Anything that supports requestAnimationFrame and Promise. For Internet Explorer you'll need to add es6-promise polyfill.

For IE9 and lower, you'll to provide requestAnimationFrame polyfill.

For IE8 and lower, you'll need to polyfill Array.forEach as well. Haven't tested this though.

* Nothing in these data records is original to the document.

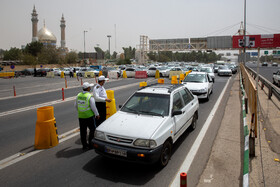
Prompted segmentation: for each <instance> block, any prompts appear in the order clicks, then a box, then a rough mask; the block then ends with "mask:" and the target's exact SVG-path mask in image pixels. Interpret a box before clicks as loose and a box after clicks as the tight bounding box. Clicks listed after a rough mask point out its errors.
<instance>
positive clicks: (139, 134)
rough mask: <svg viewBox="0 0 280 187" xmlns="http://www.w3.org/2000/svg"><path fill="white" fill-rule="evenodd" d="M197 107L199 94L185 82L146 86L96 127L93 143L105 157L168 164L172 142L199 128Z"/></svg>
mask: <svg viewBox="0 0 280 187" xmlns="http://www.w3.org/2000/svg"><path fill="white" fill-rule="evenodd" d="M198 108H199V102H198V99H197V97H196V96H194V95H193V94H192V93H191V92H190V91H189V90H188V89H187V88H186V87H184V86H183V85H180V84H179V85H178V84H177V85H171V84H162V85H161V84H154V85H150V86H147V87H144V88H142V89H139V90H138V91H136V92H135V93H134V94H133V95H132V96H131V97H130V98H129V99H128V100H127V101H126V103H125V104H124V105H123V106H122V107H121V109H120V110H119V111H118V112H117V113H115V114H114V115H113V116H111V117H110V118H108V119H107V120H106V121H104V122H103V123H102V124H101V125H99V126H98V127H97V128H96V130H95V133H94V139H93V140H92V143H93V147H94V149H95V151H96V153H98V154H100V155H102V156H105V157H109V158H113V159H117V160H123V161H128V162H137V163H148V164H153V163H158V165H159V166H160V167H165V166H166V165H167V164H168V162H169V160H170V158H171V156H172V147H173V144H174V143H175V142H176V141H177V140H178V139H179V137H180V136H181V135H182V134H184V132H185V131H186V130H187V129H188V128H189V127H190V128H191V129H192V130H194V129H195V128H196V124H197V119H198Z"/></svg>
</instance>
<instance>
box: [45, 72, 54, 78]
mask: <svg viewBox="0 0 280 187" xmlns="http://www.w3.org/2000/svg"><path fill="white" fill-rule="evenodd" d="M46 77H47V78H54V72H53V71H50V72H47V75H46Z"/></svg>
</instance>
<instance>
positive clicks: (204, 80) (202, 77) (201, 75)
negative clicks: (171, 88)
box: [183, 74, 206, 82]
mask: <svg viewBox="0 0 280 187" xmlns="http://www.w3.org/2000/svg"><path fill="white" fill-rule="evenodd" d="M183 82H206V77H205V74H188V76H186V77H185V79H184V81H183Z"/></svg>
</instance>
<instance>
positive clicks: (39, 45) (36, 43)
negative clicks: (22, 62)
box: [24, 41, 44, 57]
mask: <svg viewBox="0 0 280 187" xmlns="http://www.w3.org/2000/svg"><path fill="white" fill-rule="evenodd" d="M43 47H44V46H43V44H42V43H40V42H37V41H36V42H31V43H29V44H27V45H26V47H25V49H24V52H25V53H29V54H31V55H33V56H36V57H37V56H38V54H39V53H40V52H41V51H42V49H43Z"/></svg>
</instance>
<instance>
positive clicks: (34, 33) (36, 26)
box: [31, 5, 67, 49]
mask: <svg viewBox="0 0 280 187" xmlns="http://www.w3.org/2000/svg"><path fill="white" fill-rule="evenodd" d="M31 16H32V18H31V21H32V42H36V41H38V42H41V43H42V44H43V45H52V46H56V41H57V39H56V37H55V35H54V34H53V33H52V32H51V31H50V30H49V29H47V28H46V25H45V23H44V27H43V28H41V29H40V30H39V31H38V14H37V12H36V9H35V5H34V7H33V12H32V14H31ZM65 27H66V25H65V19H64V16H63V14H62V17H61V20H60V28H61V42H60V47H61V48H62V49H67V48H66V41H65Z"/></svg>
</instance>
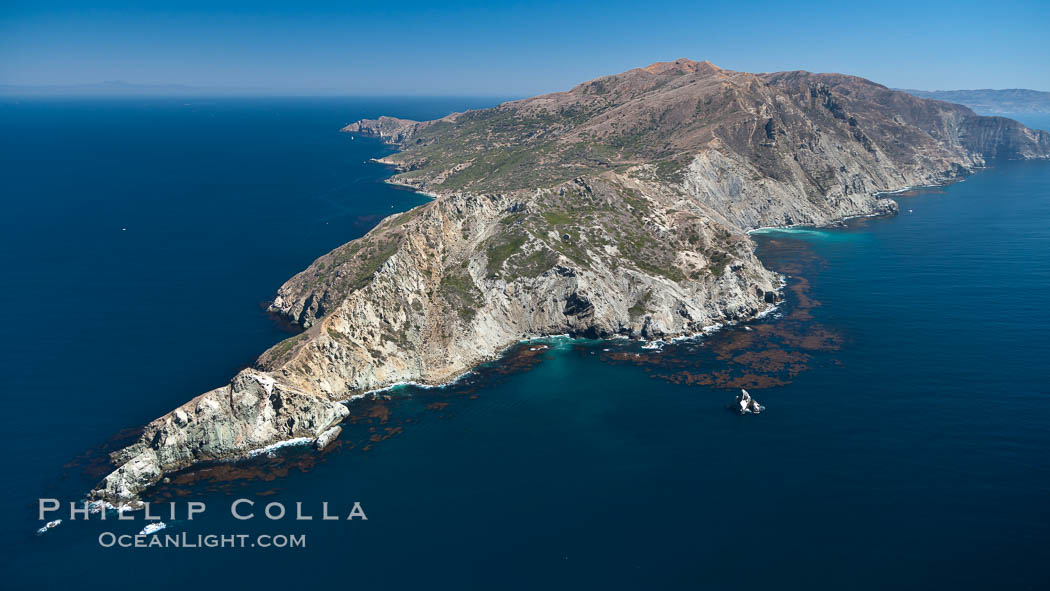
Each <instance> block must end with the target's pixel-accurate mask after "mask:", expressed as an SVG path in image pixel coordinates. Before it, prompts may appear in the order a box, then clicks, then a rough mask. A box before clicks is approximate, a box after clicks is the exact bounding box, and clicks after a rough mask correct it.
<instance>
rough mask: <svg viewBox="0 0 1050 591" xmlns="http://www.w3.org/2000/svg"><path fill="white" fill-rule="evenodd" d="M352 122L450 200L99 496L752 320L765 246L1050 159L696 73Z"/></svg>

It is missing <insert a feature here>

I really tried to keep simple and lightweight. If you are missing something, feel free to open a pull request.

Version 1

I advise you to use v2, as v1 is deprecated. But it is still available on v1 branch and on npm.

changelog

Changelog

v2.3.2

17.01.2025.

Added

  • Improved the readme. Added two sections - on scrolling iframes and CSS properties that can break the animation.

v2.3.1

16.01.2025.

Added

  • Added a warning that scroll-snap-type: x mandatory might break the animation #71

v2.3.0

23.06.2022.

Changed

  • Switched to keen as build system.
  • Added ESM and CJS modules.
  • Upgraded dev dependencies.

v2.2.0

18.03.2020.

Fixed

  • Added a warning if the scrolling element has scroll-behavior: smooth #55

v2.1.0

08.03.2020.

Removed

  • Removed support for using the script in browsers directly. It was broken, so probably was not using it anyway. Use version 1 if you really need it.

v2.0.12

27.10.2020.

Fixed

  • Reverted labeled tuple coordinates for TCoords #49 as it breaks on older TS version #50.

v2.0.11

19.10.2020.

Fixed

  • Improved types, labeled tuple coordinates for TCoords #49.
  • Fixed build on windows #49.

v2.0.9, 2.0.10

25.06.2020.

Fixed

  • Added Promise<boolean> as a return type in the types definition file.

v2.0.8

07.05.2020.

Fixed

  • Event options were missing in removeEventListener #44

v2.0.6 and v2.0.7

20.04.2020.

Fixed

  • Calculating element offset inside of element was sometimes a pixel off.
  • Active animations weren't cleared on animation end
  • Now error is thrown in "elementToScroll" is not a parent of "scrollToElement"

v2.0.4 and v2.0.5

09.11.2019.

Fixed

  • Fixed TS types #36

v2.0.3

03.10.2019.

Fixed

  • Fixed library breaking when running on server #34

v2.0.2

26.09.2019.

Changed

  • Switched to commonjs module #33

v2.0.0 and v2.0.1

23.09.2019.

Changed

  • Full TypeScript rewrite
  • New method signatures
  • Method now returns a promise

v1.3.1

14.09.2019.

Fixed

  • Fixed if element was scrolling and cancelOnUserAction was passed the whole page couldn't scroll #28

v1.3.0

02.09.2019.

Changed

  • onComplete callback now has a boolean argument isCanceledByUserAction, and it is called even when scroll is canceled #26

v1.2.2

07.06.2018.

Fixed

  • Fix event listeners not being removed in IE11 #19
  • Updated index.d.ts to add offset #19

v1.2.1

17.05.2018.

Added

  • Added offset option, kudos to @weotch #17

Fixed

  • Chrome would throw Unable to preventDefault inside passive event listener invocation. when cancelOnUserAction was set to false #18

v1.2.0

22.04.2018.

Added

  • Added horizontal option, kudos to @jesseditson #15
  • Changelog

v1.1.11

09.04.2018.

Added

  • Set events to be passive by default, kudos to @cybot1711 #14

For changes prior version 1.1.11 please check the commit list.